India came out of its Afghan closet this evening, when it promised Afghan President Hamid Karzai it would assist in the “training, equipping and capacity building programmes for Afghan national security forces”.
The line, tucked away inside the strategic partnership document signed by Karzai and Prime Minister Manmohan Singh, is significant because it enhances India’s role in the Af-Pak region by several notches, that too at Afghanistan’s request.
While Delhi has been training Afghan police and even army jawans in recent years, these have been in small numbers and very much behind a cloak of reticence.
But 10 years after US forces threw out the Taliban from Kabul, Delhi seems to have finally emerged from its reticence, by promising to deliver what Afghanistan wants.
This, combined with the $2-billion aid that Delhi has already promised during the PM’s recent visit to Kabul, makes India one of the biggest donors in Afghanistan.
Until the last minute, Indian officials were shying away from confirming whether the strategic partnership agreement would be signed or not, pointing out that it had nearly happened when the PM had gone to Kabul. Then, it had been pulled out of the pile of agreements that were signed with Karzai.
More From This Section
This time, though, there was no hesitation on the part of the Afghan president. With the killing of former president and peace envoy Burhanuddin Rabbani last month, Karzai’s office on Sunday openly accused a Pakistani citizen of carrying out the suicide attack. Other Afghan officials said the killing had been masterminded by the Quetta Shura, a group of Taliban leaders headed by Mullah Omar, who lived in the Pakistani city of Quetta.

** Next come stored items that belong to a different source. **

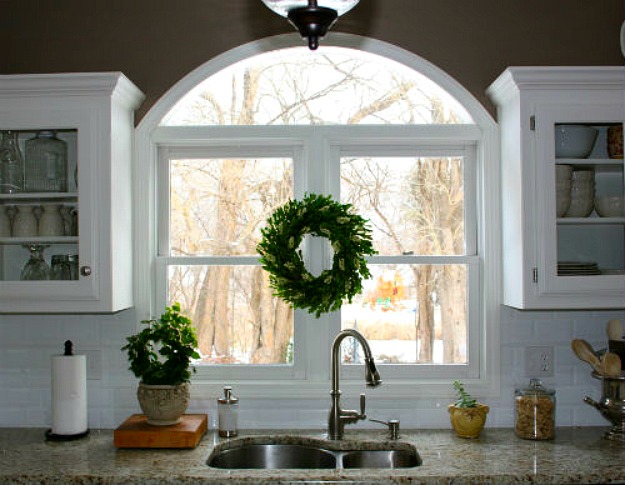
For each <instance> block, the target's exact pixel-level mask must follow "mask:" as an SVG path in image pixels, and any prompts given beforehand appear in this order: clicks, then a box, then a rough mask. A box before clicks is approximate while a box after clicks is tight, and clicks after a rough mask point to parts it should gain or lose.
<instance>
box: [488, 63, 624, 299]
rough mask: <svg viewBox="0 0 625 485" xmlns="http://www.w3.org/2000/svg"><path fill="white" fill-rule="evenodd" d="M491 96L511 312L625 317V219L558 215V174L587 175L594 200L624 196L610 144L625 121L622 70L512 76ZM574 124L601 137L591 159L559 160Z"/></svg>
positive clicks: (555, 67)
mask: <svg viewBox="0 0 625 485" xmlns="http://www.w3.org/2000/svg"><path fill="white" fill-rule="evenodd" d="M488 94H489V96H490V97H491V99H493V100H494V101H495V103H496V104H497V107H498V121H499V126H500V143H501V164H502V165H501V167H502V206H503V210H502V227H503V236H502V237H503V240H502V243H503V284H504V292H503V293H504V304H506V305H509V306H512V307H515V308H522V309H581V308H587V309H591V308H625V217H623V215H622V214H621V215H620V216H615V217H600V216H599V215H598V214H597V212H596V210H594V209H593V210H592V212H591V213H590V214H588V215H587V216H585V215H584V216H583V217H573V216H572V215H571V214H570V213H568V215H569V217H567V213H565V214H560V215H561V217H558V214H557V212H556V210H557V207H556V206H557V204H556V167H557V166H565V167H566V166H568V167H570V170H573V173H575V172H590V174H591V176H592V178H593V180H594V182H595V184H594V185H595V192H596V195H597V196H601V195H620V196H622V195H623V194H624V193H625V190H624V173H623V157H622V155H621V156H620V157H618V158H610V156H609V155H608V151H607V142H606V132H607V129H608V128H609V127H611V126H618V125H621V126H622V124H623V120H624V119H625V69H623V68H622V67H580V68H577V67H514V68H509V69H507V70H506V71H504V72H503V73H502V74H501V76H500V77H499V78H498V79H497V80H496V81H495V82H494V83H493V84H492V85H491V86H490V88H489V89H488ZM569 124H572V125H576V126H580V125H581V126H590V127H593V128H595V129H596V130H597V132H598V135H597V137H596V140H595V142H594V145H593V147H592V151H591V153H590V154H588V156H587V157H584V158H562V157H559V156H556V149H555V145H556V138H555V130H556V128H560V127H561V125H569ZM577 175H579V177H581V176H582V175H583V174H581V173H578V174H577Z"/></svg>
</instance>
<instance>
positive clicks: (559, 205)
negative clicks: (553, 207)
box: [556, 194, 571, 217]
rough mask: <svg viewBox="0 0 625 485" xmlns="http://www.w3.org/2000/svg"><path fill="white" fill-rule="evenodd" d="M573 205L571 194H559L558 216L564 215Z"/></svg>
mask: <svg viewBox="0 0 625 485" xmlns="http://www.w3.org/2000/svg"><path fill="white" fill-rule="evenodd" d="M570 205H571V197H570V196H568V197H567V196H563V197H562V196H560V195H559V194H558V196H557V197H556V217H564V214H566V211H567V210H568V209H569V207H570Z"/></svg>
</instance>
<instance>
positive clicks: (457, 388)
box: [454, 381, 477, 408]
mask: <svg viewBox="0 0 625 485" xmlns="http://www.w3.org/2000/svg"><path fill="white" fill-rule="evenodd" d="M454 389H455V390H456V392H457V393H458V400H457V401H456V402H455V403H454V405H455V406H456V407H459V408H474V407H476V406H477V401H476V400H475V399H473V398H472V397H471V395H470V394H469V393H468V392H467V391H465V390H464V385H463V384H462V382H460V381H454Z"/></svg>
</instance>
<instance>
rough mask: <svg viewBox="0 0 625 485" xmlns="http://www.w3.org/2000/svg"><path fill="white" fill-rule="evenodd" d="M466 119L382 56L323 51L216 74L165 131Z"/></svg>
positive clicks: (194, 90)
mask: <svg viewBox="0 0 625 485" xmlns="http://www.w3.org/2000/svg"><path fill="white" fill-rule="evenodd" d="M471 122H472V120H471V117H470V116H469V114H468V113H467V111H466V110H465V109H464V108H463V107H462V106H461V105H460V104H459V103H458V101H457V100H456V99H454V98H453V97H452V96H451V95H450V94H449V93H448V92H447V91H446V90H444V89H442V88H441V87H440V86H439V85H438V84H436V83H434V82H432V81H431V80H430V79H428V78H426V77H425V76H423V75H422V74H420V73H418V72H416V71H414V70H412V69H409V68H407V67H406V66H404V65H403V64H400V63H399V62H395V61H393V60H390V59H385V58H383V57H381V56H378V55H375V54H371V53H367V52H363V51H359V50H356V49H348V48H341V47H332V46H324V48H323V53H311V52H310V51H309V50H308V49H307V48H306V47H294V48H290V49H281V50H279V51H273V52H267V53H264V54H259V55H256V56H254V57H251V58H249V59H245V60H243V61H240V62H237V63H235V64H233V65H231V66H228V67H226V68H225V69H222V70H221V71H219V72H217V73H215V74H214V75H212V76H211V77H210V78H208V79H207V80H206V81H204V82H202V83H201V84H199V85H198V86H197V87H196V88H194V89H193V90H191V91H190V92H189V93H188V94H187V95H185V96H184V97H183V98H182V99H181V100H180V101H179V102H178V103H176V105H175V106H174V107H173V108H172V109H171V110H170V112H169V113H168V114H167V115H166V116H165V117H164V118H163V121H162V123H161V124H162V125H165V126H181V125H186V126H193V125H324V124H342V125H354V124H459V123H471Z"/></svg>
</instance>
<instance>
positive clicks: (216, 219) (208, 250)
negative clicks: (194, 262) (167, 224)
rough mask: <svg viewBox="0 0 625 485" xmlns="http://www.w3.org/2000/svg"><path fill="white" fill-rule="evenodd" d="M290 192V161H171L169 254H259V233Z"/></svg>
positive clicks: (259, 236)
mask: <svg viewBox="0 0 625 485" xmlns="http://www.w3.org/2000/svg"><path fill="white" fill-rule="evenodd" d="M292 194H293V162H292V160H291V159H289V158H262V159H227V160H225V159H191V160H170V204H169V207H170V233H169V247H170V251H169V254H170V255H171V256H189V255H210V256H241V255H253V254H256V245H257V244H258V242H259V241H260V238H261V234H260V229H261V228H262V227H263V225H264V224H265V221H266V220H267V218H268V217H269V216H270V215H271V213H272V212H273V211H274V210H275V208H276V207H278V206H280V205H282V204H284V203H285V202H286V201H287V200H288V199H290V198H291V197H292Z"/></svg>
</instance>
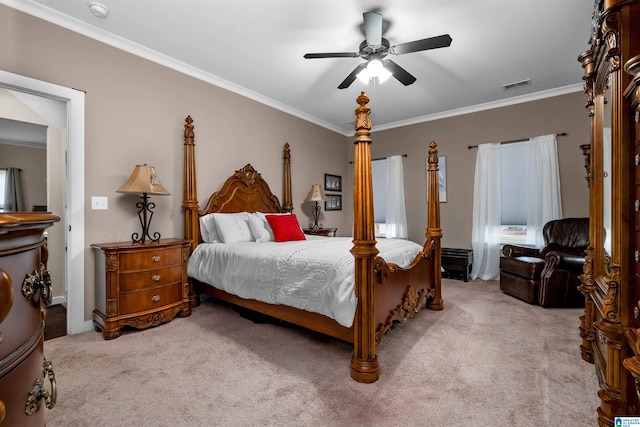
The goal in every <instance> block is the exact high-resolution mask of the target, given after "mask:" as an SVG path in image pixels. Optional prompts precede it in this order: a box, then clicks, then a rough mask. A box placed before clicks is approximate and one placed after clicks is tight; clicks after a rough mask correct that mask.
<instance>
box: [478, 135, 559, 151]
mask: <svg viewBox="0 0 640 427" xmlns="http://www.w3.org/2000/svg"><path fill="white" fill-rule="evenodd" d="M556 136H567V133H566V132H562V133H557V134H556ZM524 141H528V139H512V140H511V141H502V142H499V144H513V143H514V142H524ZM467 148H468V149H469V150H471V149H472V148H478V146H477V145H470V146H468V147H467Z"/></svg>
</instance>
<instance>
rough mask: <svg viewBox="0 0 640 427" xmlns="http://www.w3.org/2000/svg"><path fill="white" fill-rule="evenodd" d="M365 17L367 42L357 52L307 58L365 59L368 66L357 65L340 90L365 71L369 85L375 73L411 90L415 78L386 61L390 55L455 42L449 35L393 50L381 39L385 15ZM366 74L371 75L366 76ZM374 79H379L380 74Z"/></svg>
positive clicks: (377, 75) (390, 62)
mask: <svg viewBox="0 0 640 427" xmlns="http://www.w3.org/2000/svg"><path fill="white" fill-rule="evenodd" d="M362 16H363V18H364V35H365V40H364V41H363V42H362V43H360V47H359V51H358V52H336V53H307V54H306V55H304V57H305V59H318V58H357V57H360V58H363V59H366V60H367V62H365V63H362V64H360V65H358V66H357V67H356V68H355V69H354V70H353V71H352V72H351V74H349V75H348V76H347V78H346V79H344V81H343V82H342V83H340V85H339V86H338V89H346V88H348V87H349V86H350V85H351V83H353V81H354V80H355V79H356V77H359V75H360V73H362V72H363V71H364V72H365V73H364V78H365V81H368V79H369V77H373V76H374V74H373V73H376V72H379V73H385V72H386V77H388V76H389V75H393V77H395V78H396V79H398V81H400V83H402V84H403V85H405V86H408V85H410V84H412V83H413V82H415V81H416V78H415V77H414V76H412V75H411V74H409V72H408V71H407V70H405V69H404V68H402V67H401V66H399V65H398V64H396V63H395V62H393V61H392V60H391V59H385V57H386V56H387V55H390V54H391V55H403V54H405V53H411V52H418V51H421V50H429V49H438V48H440V47H448V46H449V45H450V44H451V40H452V39H451V37H450V36H449V34H443V35H441V36H436V37H429V38H427V39H422V40H415V41H412V42H408V43H400V44H397V45H395V46H391V44H390V43H389V40H387V39H385V38H383V37H382V15H381V14H379V13H377V12H365V13H363V14H362ZM367 70H368V73H369V74H367ZM375 75H376V76H378V75H379V74H375Z"/></svg>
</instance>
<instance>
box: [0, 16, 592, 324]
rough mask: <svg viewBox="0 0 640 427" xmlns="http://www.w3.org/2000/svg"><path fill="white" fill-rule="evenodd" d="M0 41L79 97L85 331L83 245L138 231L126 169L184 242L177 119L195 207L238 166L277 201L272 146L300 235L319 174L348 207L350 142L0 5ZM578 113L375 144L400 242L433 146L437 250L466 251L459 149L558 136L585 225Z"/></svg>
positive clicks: (31, 73) (413, 238)
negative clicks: (263, 188) (437, 171)
mask: <svg viewBox="0 0 640 427" xmlns="http://www.w3.org/2000/svg"><path fill="white" fill-rule="evenodd" d="M0 40H3V48H2V49H3V51H2V55H1V56H0V61H1V62H0V69H3V70H6V71H9V72H12V73H16V74H21V75H24V76H27V77H31V78H35V79H39V80H44V81H47V82H51V83H55V84H58V85H61V86H66V87H71V88H76V89H80V90H84V91H86V155H85V156H86V160H85V161H86V164H85V174H86V183H85V185H86V190H85V191H86V194H85V197H86V207H85V226H86V234H85V236H86V251H87V254H86V255H87V256H86V271H85V281H86V293H85V299H86V304H85V318H86V319H87V320H88V319H90V318H91V311H92V310H93V307H94V288H93V283H94V278H93V275H94V266H93V263H94V257H93V254H92V253H91V252H90V249H89V245H90V244H91V243H93V242H109V241H122V240H125V241H126V240H128V239H129V238H130V236H131V233H132V232H135V231H138V230H139V224H138V219H137V216H136V213H135V207H134V205H135V203H136V201H137V197H135V196H128V195H122V194H119V193H116V192H115V190H116V189H117V188H119V186H120V185H121V184H122V183H123V182H124V181H125V180H126V179H127V178H128V176H129V174H130V173H131V171H132V170H133V167H134V165H136V164H138V163H147V164H151V165H154V166H155V167H156V170H157V172H158V175H159V177H160V180H161V182H162V184H163V185H164V187H166V188H167V189H168V190H169V191H170V192H171V193H172V195H171V196H164V197H160V196H158V197H154V198H153V199H152V200H153V201H154V202H155V203H156V206H157V207H156V214H155V216H154V218H153V224H152V230H151V231H152V232H153V231H158V232H160V233H161V234H162V236H163V237H175V236H181V235H182V233H183V222H182V221H183V219H182V210H181V207H180V206H181V202H182V169H183V163H182V162H183V157H182V139H183V125H184V118H185V117H186V116H187V115H191V116H192V118H193V119H194V124H195V126H196V127H195V134H196V158H197V168H198V170H197V179H198V196H199V199H201V202H204V197H205V196H207V195H209V194H210V193H211V192H212V191H215V190H217V189H219V187H220V186H221V185H222V183H223V181H224V179H226V178H227V177H228V176H229V175H230V174H231V173H233V171H234V170H236V169H238V168H240V167H242V166H244V165H245V164H246V163H251V164H252V165H253V166H254V167H255V168H256V169H257V170H258V171H260V172H261V173H262V175H263V176H264V178H265V179H266V180H267V181H268V182H269V183H270V184H271V186H272V190H273V192H274V193H275V194H277V195H280V194H281V192H282V168H281V164H282V146H283V144H284V143H285V142H288V143H289V144H290V145H291V148H292V175H293V177H294V183H293V201H294V206H295V211H294V212H296V213H298V216H299V220H300V222H301V224H302V225H306V223H307V221H308V213H309V210H308V207H307V206H306V205H304V206H303V203H302V200H303V199H304V197H305V196H306V195H307V192H308V190H309V187H310V186H311V184H314V183H319V184H322V183H323V178H324V174H325V173H331V174H335V175H342V176H343V193H342V194H343V205H344V206H345V207H349V206H351V204H352V203H353V202H352V198H351V197H350V196H349V192H350V191H351V186H352V178H351V176H352V172H351V170H350V165H349V163H348V161H349V160H350V158H351V157H352V147H353V145H352V144H351V138H348V137H345V136H342V135H339V134H336V133H334V132H332V131H329V130H327V129H325V128H322V127H320V126H316V125H313V124H311V123H308V122H305V121H303V120H301V119H298V118H296V117H293V116H290V115H288V114H285V113H282V112H280V111H277V110H275V109H272V108H270V107H267V106H264V105H261V104H258V103H256V102H254V101H252V100H249V99H247V98H244V97H241V96H238V95H236V94H233V93H230V92H228V91H226V90H224V89H221V88H218V87H215V86H212V85H209V84H207V83H204V82H202V81H200V80H197V79H194V78H191V77H188V76H186V75H183V74H180V73H178V72H176V71H173V70H171V69H168V68H166V67H163V66H160V65H157V64H154V63H152V62H149V61H147V60H144V59H141V58H137V57H135V56H133V55H130V54H128V53H125V52H122V51H120V50H117V49H115V48H112V47H109V46H106V45H104V44H102V43H99V42H96V41H93V40H91V39H88V38H86V37H84V36H81V35H78V34H76V33H73V32H71V31H68V30H65V29H62V28H59V27H57V26H55V25H52V24H50V23H47V22H44V21H41V20H39V19H36V18H33V17H31V16H28V15H26V14H23V13H21V12H18V11H15V10H13V9H10V8H7V7H5V6H0ZM185 48H188V46H186V47H185ZM318 102H321V100H319V101H318ZM583 103H584V102H583V100H582V96H581V95H580V94H575V95H567V96H564V97H558V98H554V99H550V100H545V101H538V102H535V103H530V104H523V105H519V106H515V107H507V108H502V109H496V110H491V111H486V112H482V113H475V114H470V115H467V116H462V117H456V118H451V119H444V120H438V121H434V122H428V123H423V124H419V125H413V126H407V127H405V128H400V129H394V130H388V131H382V132H377V133H374V135H373V140H374V144H373V146H372V150H373V153H374V157H381V156H386V155H391V154H398V153H406V154H408V155H409V157H407V159H406V162H405V176H406V178H405V179H406V182H407V186H406V191H407V194H408V196H407V211H408V221H409V230H410V236H409V237H410V238H411V239H413V240H416V241H419V242H422V241H423V240H424V228H425V226H426V218H425V215H426V214H425V206H426V202H425V192H426V185H425V182H424V180H425V166H424V162H425V157H426V150H427V144H428V142H429V141H431V140H432V139H435V140H436V141H437V142H438V143H439V145H440V153H441V154H442V155H446V156H447V162H448V163H447V166H448V199H449V201H448V202H447V203H443V204H442V225H443V231H444V233H445V237H444V240H443V244H444V245H445V246H450V247H470V234H471V206H472V189H473V167H474V161H475V150H467V148H466V147H467V145H469V144H477V143H482V142H490V141H501V140H505V139H513V138H520V137H529V136H535V135H541V134H546V133H553V132H563V131H566V132H568V133H569V136H568V137H561V138H560V139H559V147H560V158H561V168H562V176H561V180H562V185H563V197H564V201H563V207H564V209H565V215H576V216H578V215H586V214H587V188H586V182H585V180H584V168H583V159H582V157H581V154H580V152H579V150H578V145H580V144H582V143H584V142H587V141H588V120H587V116H586V113H585V112H584V111H583V109H582V105H583ZM355 106H356V104H355V99H354V108H355ZM345 119H347V120H351V118H345ZM374 126H375V123H374ZM91 196H107V197H109V209H108V210H107V211H93V210H91V209H90V201H91ZM323 215H324V218H322V222H323V223H324V224H325V226H333V227H338V228H339V234H341V235H349V234H350V233H351V225H350V224H351V222H350V221H351V217H350V214H348V209H347V210H344V211H339V212H326V213H325V212H323Z"/></svg>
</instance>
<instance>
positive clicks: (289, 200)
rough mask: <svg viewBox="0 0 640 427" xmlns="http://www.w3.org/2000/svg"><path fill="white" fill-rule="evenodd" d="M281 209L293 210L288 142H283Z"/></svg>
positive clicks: (290, 159)
mask: <svg viewBox="0 0 640 427" xmlns="http://www.w3.org/2000/svg"><path fill="white" fill-rule="evenodd" d="M283 193H284V194H283V197H282V210H283V211H285V212H293V202H292V200H293V197H292V195H291V150H290V149H289V143H288V142H287V143H285V144H284V184H283Z"/></svg>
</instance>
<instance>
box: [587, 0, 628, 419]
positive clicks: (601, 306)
mask: <svg viewBox="0 0 640 427" xmlns="http://www.w3.org/2000/svg"><path fill="white" fill-rule="evenodd" d="M578 59H579V61H580V62H581V63H582V66H583V68H584V78H583V79H584V82H585V84H584V89H585V94H586V95H587V103H586V107H587V111H588V113H589V116H590V118H591V142H590V145H591V146H590V149H589V153H590V162H589V174H588V177H587V179H588V181H589V189H590V190H589V191H590V207H589V217H590V234H589V248H588V249H587V254H586V262H585V266H584V274H583V275H582V276H581V280H582V285H581V287H580V288H581V291H582V293H583V294H585V296H586V304H585V313H584V315H583V316H581V324H580V335H581V337H582V345H581V347H580V349H581V354H582V358H583V359H584V360H586V361H588V362H592V363H594V364H595V369H596V373H597V376H598V380H599V384H600V390H599V391H598V396H599V397H600V400H601V404H600V407H599V408H598V423H599V424H600V425H601V426H613V425H614V423H615V417H619V416H637V415H640V400H639V398H638V396H639V391H640V331H639V330H638V328H639V327H640V1H639V0H596V2H595V5H594V11H593V20H592V34H591V40H590V49H589V50H588V51H587V52H585V53H583V54H582V55H580V56H579V58H578Z"/></svg>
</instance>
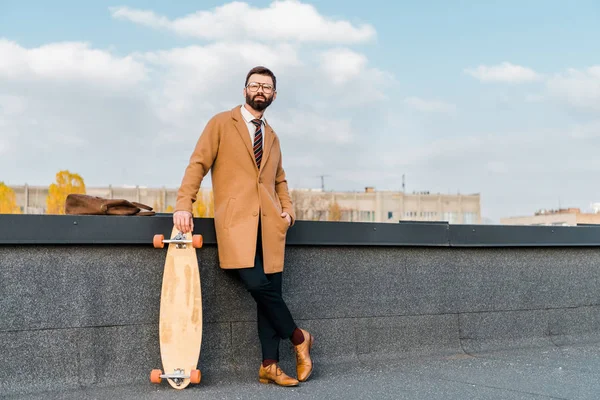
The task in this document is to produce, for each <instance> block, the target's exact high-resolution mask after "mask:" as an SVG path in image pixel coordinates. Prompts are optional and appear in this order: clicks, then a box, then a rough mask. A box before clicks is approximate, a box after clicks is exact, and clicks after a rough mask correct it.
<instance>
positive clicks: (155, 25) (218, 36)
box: [110, 0, 375, 43]
mask: <svg viewBox="0 0 600 400" xmlns="http://www.w3.org/2000/svg"><path fill="white" fill-rule="evenodd" d="M110 11H111V13H112V16H113V17H114V18H118V19H124V20H128V21H131V22H134V23H138V24H142V25H146V26H149V27H152V28H159V29H168V30H171V31H174V32H176V33H177V34H179V35H182V36H187V37H195V38H200V39H207V40H235V39H240V38H251V39H258V40H263V41H274V42H277V41H297V42H320V43H362V42H366V41H369V40H371V39H373V38H374V37H375V29H374V28H373V27H372V26H370V25H366V24H365V25H360V26H353V25H352V24H351V23H350V22H348V21H343V20H334V19H332V18H326V17H324V16H322V15H321V14H319V12H318V11H317V10H316V9H315V7H314V6H312V5H310V4H304V3H301V2H300V1H296V0H286V1H275V2H273V3H271V4H270V5H269V6H268V7H265V8H257V7H252V6H250V5H249V4H248V3H244V2H239V1H234V2H231V3H228V4H225V5H223V6H220V7H216V8H214V9H213V10H211V11H198V12H196V13H193V14H189V15H186V16H184V17H181V18H177V19H174V20H169V19H168V18H166V17H164V16H159V15H157V14H155V13H154V12H152V11H146V10H137V9H132V8H129V7H111V8H110Z"/></svg>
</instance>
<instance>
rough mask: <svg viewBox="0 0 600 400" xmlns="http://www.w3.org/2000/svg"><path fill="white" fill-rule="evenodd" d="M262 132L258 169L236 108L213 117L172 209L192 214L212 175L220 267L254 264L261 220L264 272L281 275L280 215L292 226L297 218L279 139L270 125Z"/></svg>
mask: <svg viewBox="0 0 600 400" xmlns="http://www.w3.org/2000/svg"><path fill="white" fill-rule="evenodd" d="M264 131H265V133H264V136H263V137H264V141H263V156H262V161H261V167H260V170H259V169H258V167H257V166H256V162H255V159H254V152H253V149H252V143H251V139H250V135H249V133H248V128H247V125H246V122H245V121H244V119H243V117H242V113H241V110H240V106H236V107H234V108H233V109H232V110H230V111H225V112H221V113H219V114H217V115H215V116H214V117H212V118H211V119H210V120H209V121H208V123H207V125H206V127H205V129H204V131H203V132H202V134H201V135H200V138H199V139H198V142H197V144H196V147H195V149H194V151H193V153H192V155H191V157H190V161H189V164H188V166H187V168H186V170H185V174H184V177H183V179H182V182H181V187H180V188H179V191H178V193H177V204H176V206H175V211H179V210H185V211H189V212H192V204H193V202H194V201H196V195H197V193H198V189H199V188H200V185H201V183H202V180H203V178H204V177H205V176H206V174H207V173H208V171H209V170H210V171H211V179H212V186H213V194H214V201H215V215H214V222H215V230H216V235H217V248H218V253H219V263H220V266H221V268H223V269H237V268H249V267H252V266H253V265H254V256H255V252H256V242H257V229H258V222H259V218H261V227H262V232H261V234H262V243H263V257H264V262H263V264H264V271H265V273H275V272H281V271H283V261H284V252H285V243H286V235H287V230H288V229H289V227H288V222H287V220H286V219H285V218H282V217H281V213H282V212H283V211H286V212H287V213H288V214H289V215H290V217H291V218H292V225H293V224H294V222H295V220H296V218H295V214H294V210H293V207H292V201H291V198H290V194H289V190H288V184H287V180H286V175H285V171H284V169H283V166H282V158H281V148H280V144H279V138H278V137H277V135H276V134H275V132H274V131H273V129H272V128H271V126H270V125H269V124H268V123H267V124H266V126H265V128H264Z"/></svg>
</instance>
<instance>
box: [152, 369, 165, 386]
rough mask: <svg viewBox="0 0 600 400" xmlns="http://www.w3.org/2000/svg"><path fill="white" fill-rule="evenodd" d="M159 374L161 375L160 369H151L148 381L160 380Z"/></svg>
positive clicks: (160, 381)
mask: <svg viewBox="0 0 600 400" xmlns="http://www.w3.org/2000/svg"><path fill="white" fill-rule="evenodd" d="M161 375H162V371H161V370H160V369H153V370H152V372H150V382H152V383H160V382H162V378H161V377H160V376H161Z"/></svg>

Rabbani’s killing, as well as American accusations of the Pakistani spy agency, the ISI, being involved in the Afghan attacks through its proxies, the Haqqani terrorist network, seems to have turned Karzai towards Delhi.
At a media briefing this evening, the prime minister commiserated with the people of Afghanistan, saying they had “suffered enough (and deserved) to live in peace and decide their future themselves, without outside interference, coercion and intimidation”.
Karzai responded by saying he hoped that Afghanistan would, one day, live like the rest of South Asia in peace, where “radicalism was not used as an instrument of policy”.
But Delhi, while it prepares to ramp up its engagement, has decided it will go it alone. Meaning, there will be no joint projects with the Americans or the French or the Russians — though all these countries have been asking India, the biggest power in the region, to join hands and leverage their efforts.
“There is too much at stake, too much instability in the region. We are happy to help the Afghans on the security as well as economic front, because they are our friends. But India is very clear that it will not send soldiers to Afghanistan. We will not put boots on the ground,” a senior Indian official said on the condition of anonymity.
Besides the strategic partnership, two other memoranda of understanding (MoUs), on the development of hydrocarbons and mining were also signed this evening between the visiting minister Waliullah Shahrani and minister of state for mines Dinsha Patel. Clearly, India is keen to strenghen its security and political partnership with trade and economic ties, which have been in the forefront this past decade. India’s aid amounts to $2 billion, making it one of the largest donors in Afghanistan.
Significantly, Delhi is keen to integrate the Afghan economy with India’s economy specifically and South Asia as a whole, giving meat to the PM’s dictum of “breakfast in Delhi, lunch in Lahore and dinner in Kabul”. The PM’s forefathers, businessmen all, travelled this very route for decades until a great wall was dropped on the India-Afghan relationship, first by the partition of the sub-continent and much more determinedly when the Taliban overthrew Afghan president Najibullah in 1996 and took charge of Kabul.
But with the freeing of Afghanistan for the past 10 years, Delhi has been systematically using the economic route to reconstruct war-torn Afghanistan in an effort to win the hearts and minds of the Afghans. It has spectacularly succeeded, as several Afghans testify, making the India-Afghan relationship UPA-2’s most successful foreign policy experiment.
That is why the MoUs on hydrocarbons and mining are interesting. Not only have the Chinese invested $1.5 billion in the Aynak copper mines in Afghanistan already, SAIL has also shown interest in exploiting that country’s mineral resources. “It has never been clearer,” the senior Indian official said, “In times of economic recession, the exploitation of natural resources plays a very important, strategic function not only for India but also for the country in question, in this case Afghanistan.”